Background Publicly reported quality data can help consumers make informed choices about where to seek medical care. The Centers for Medicare and Medicaid Services developed a composite Hospital Compare Overall Star Rating for US acute-care hospitals in 2016. However, patterns of performance and improvement have not been previously described.

Objective To characterise high-quality and low-quality hospitals as assessed by Star Ratings.

Design We performed a retrospective cross-sectional study of 3429 US acute-care hospitals assigned Overall Star Ratings in both 2016 and 2017. We used multivariable logistic regression models to identify characteristics associated with receiving 4 or 5 stars.

Results Small hospitals were more likely to receive 4 or 5 stars in 2016 (33% of small hospitals, 26% of medium hospitals and 21% of large hospitals, OR for medium 0.78, p=0.02, and for large, 0.61, p=0.003). Non-profit status (OR 1.37, p=0.01), midwest region (OR=2.30, p<0.001), west region (OR 1.30 in 2016, p=0.06) and system membership (OR 1.33, p=0.003) were associated with higher odds of achieving a higher Star Rating. Hospitals with the most Medicaid patients were markedly less likely to receive 4 or 5 stars (OR for highest quartile=0.32, p<0.001), and hospitals with the highest proportion of Medicare patients were somewhat less likely to do so (OR for highest quartile=0.68, p=0.01). These associations remained largely consistent over the first two years of reporting and were also associated with the highest likelihood of improvement.

Conclusions Small hospitals with fewer Medicaid patients had the highest odds of performing well on Star Ratings. Further monitoring of these trends is needed as patients, clinicians and policymakers strive to use this information to promote high-quality care.

  • quality measurement
  • healthcare quality improvement
  • health policy

Statistics from Altmetric.com

Introduction

Publicly reported quality data can help consumers around the world make informed choices about where to seek medical care.1 2 For example, in England the National Health Service Choices public reporting website allows consumers to view hospital performance on a number of key quality indicators including mortality, patient safety and patient experience.3 4 In Germany, hospitals are required to produce annual quality reports covering >400 quality indicators5; certain regions of Italy have well-developed quality reporting programmes6 7; some Canadian provinces publish quality report cards for select surgeries,8 and the Netherlands publicly reports a consumer quality index for each hospital.9 In the USA, the Centers for Medicare and Medicaid Services (CMS) has required public reporting of individual quality measures since 2004. However, in 2015, in an effort to condense these reports into a more consumer-friendly format, CMS released its first ever Hospital Star Rating, which simply assigned each US acute-care hospital a score from 1 star to 5 stars. The first release of the Star Rating only comprised patient experience scores.10 The following year, in July 2016, CMS released the first Overall Hospital Star Ratings, this time consolidating hospital performance on 57 quality measures across seven domains (mortality, safety, readmission, patient experience, effectiveness of care, timeliness of care and efficient use of medical imaging) into a single summary score, again from 1 star to 5 stars.11

The introduction of the Overall Hospital Star Rating was controversial.12 13 Academics and hospital leaders alike argued that the Star Ratings failed to capture some critical elements of quality while overweighting others, possibly leading to a skewed view of hospital performance.13 14 Concerns were also raised that hospitals that serve complex populations, such as teaching hospitals and safety-net hospitals,15 could be disproportionately penalised under Star Ratings due to the clinical severity and socioeconomic vulnerability of the patients they serve. While prior work has examined the Overall Star Ratings and their relationship to the local hospital environment,16 and patterns of performance have been reported in the lay press12 and from private groups,17 18 to our knowledge, there has been no previous peer-reviewed report that compares characteristics of hospitals that have performed well or poorly on the Overall Star Ratings, nor changes in Star Ratings over time.

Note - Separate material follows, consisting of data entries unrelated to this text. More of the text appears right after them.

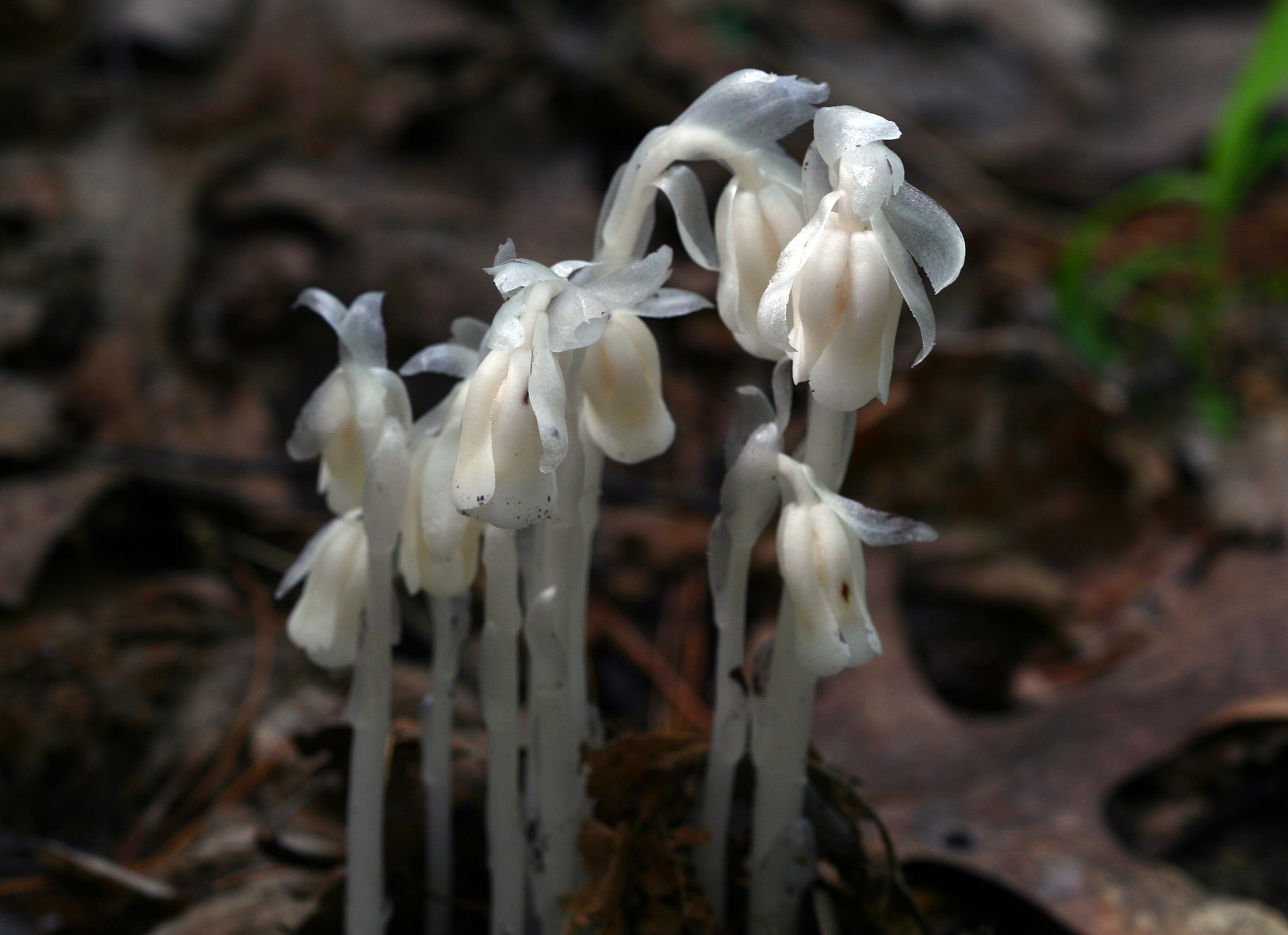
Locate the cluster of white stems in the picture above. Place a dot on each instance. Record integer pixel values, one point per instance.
(816, 262)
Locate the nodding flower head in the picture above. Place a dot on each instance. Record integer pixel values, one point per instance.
(821, 558)
(350, 414)
(756, 217)
(514, 428)
(834, 302)
(736, 121)
(440, 547)
(327, 618)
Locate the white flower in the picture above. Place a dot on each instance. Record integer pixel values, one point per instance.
(756, 217)
(345, 417)
(736, 121)
(622, 376)
(834, 302)
(514, 429)
(327, 618)
(440, 546)
(821, 558)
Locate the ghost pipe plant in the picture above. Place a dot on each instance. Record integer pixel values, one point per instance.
(749, 498)
(834, 302)
(358, 422)
(440, 554)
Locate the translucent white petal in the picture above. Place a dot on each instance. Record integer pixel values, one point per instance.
(820, 299)
(566, 268)
(690, 204)
(848, 371)
(754, 248)
(838, 129)
(752, 411)
(506, 330)
(308, 557)
(872, 527)
(814, 181)
(872, 174)
(910, 281)
(576, 318)
(469, 333)
(522, 494)
(749, 495)
(806, 567)
(672, 303)
(325, 304)
(928, 234)
(362, 333)
(505, 253)
(474, 478)
(622, 376)
(755, 108)
(514, 275)
(324, 415)
(451, 359)
(851, 605)
(772, 317)
(781, 385)
(387, 487)
(326, 620)
(549, 398)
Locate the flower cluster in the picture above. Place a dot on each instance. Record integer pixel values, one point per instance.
(816, 261)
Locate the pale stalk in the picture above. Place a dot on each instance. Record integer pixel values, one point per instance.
(450, 617)
(369, 714)
(728, 723)
(556, 567)
(499, 680)
(782, 725)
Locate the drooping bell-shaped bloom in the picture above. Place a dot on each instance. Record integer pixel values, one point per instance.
(345, 419)
(440, 547)
(756, 217)
(327, 618)
(622, 379)
(733, 121)
(834, 302)
(821, 539)
(514, 430)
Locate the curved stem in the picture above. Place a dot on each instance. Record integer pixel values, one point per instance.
(782, 723)
(729, 723)
(451, 621)
(369, 714)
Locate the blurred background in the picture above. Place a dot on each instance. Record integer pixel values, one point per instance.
(1081, 719)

Therefore, in this study we sought to examine three main questions. First, what are the patterns of performance, both by domain and by measure, by hospitals in each Star Rating group? Second, what types of hospitals scored well and which hospitals scored poorly on Star Ratings in 2016 and 2017? Finally, which hospitals were most likely to improve their Star Ratings from 2016 to 2017?

Methods

Data

We obtained publicly available hospital Star Ratings from Hospital Compare representing the December 2016 release and the December 2017 release (of note, 2018 Star Ratings have not been released as of the writing of this manuscript due to technical issues). Star Ratings comprised measures related to mortality (22% wt in overall score), safety of care (22%), readmissions (22%), patient experience (22%), effectiveness of care (4%), timeliness of care (4%) and efficient use of medical imaging (4%). We also downloaded performance scores for each available constituent measure within the seven domains; we did not independently calculate hospital performance on these measures. Although not all hospitals report all measures, CMS sets a minimal threshold of reporting to ensure that Star Ratings are based on an adequate amount of quality information for a given hospital, and applies a clustering algorithm (called k-means clustering) to convert weighted summary scores into Star Ratings. Full details of CMS’s Star Ratings methodology, including links to specifications for each constituent measure, can be found on CMS’s QualityNet website (http://www.qualitynet.org).19

In late 2017, CMS made four changes to their methodology: (a) including both non-adaptive and adaptive quadrature in the latent variable model for each domain, to improve the stability of the latent variable models; (b) running multiple iterations of k-means clustering to improve the reliability of this methodology; (c) eliminating winsorisation of hospital summary score outliers to include more hospitals in the Star Ratings and yield a broader distribution; and (d) assigning Star Ratings after, rather than before, removing hospitals that did not meet volume minimums for public reporting.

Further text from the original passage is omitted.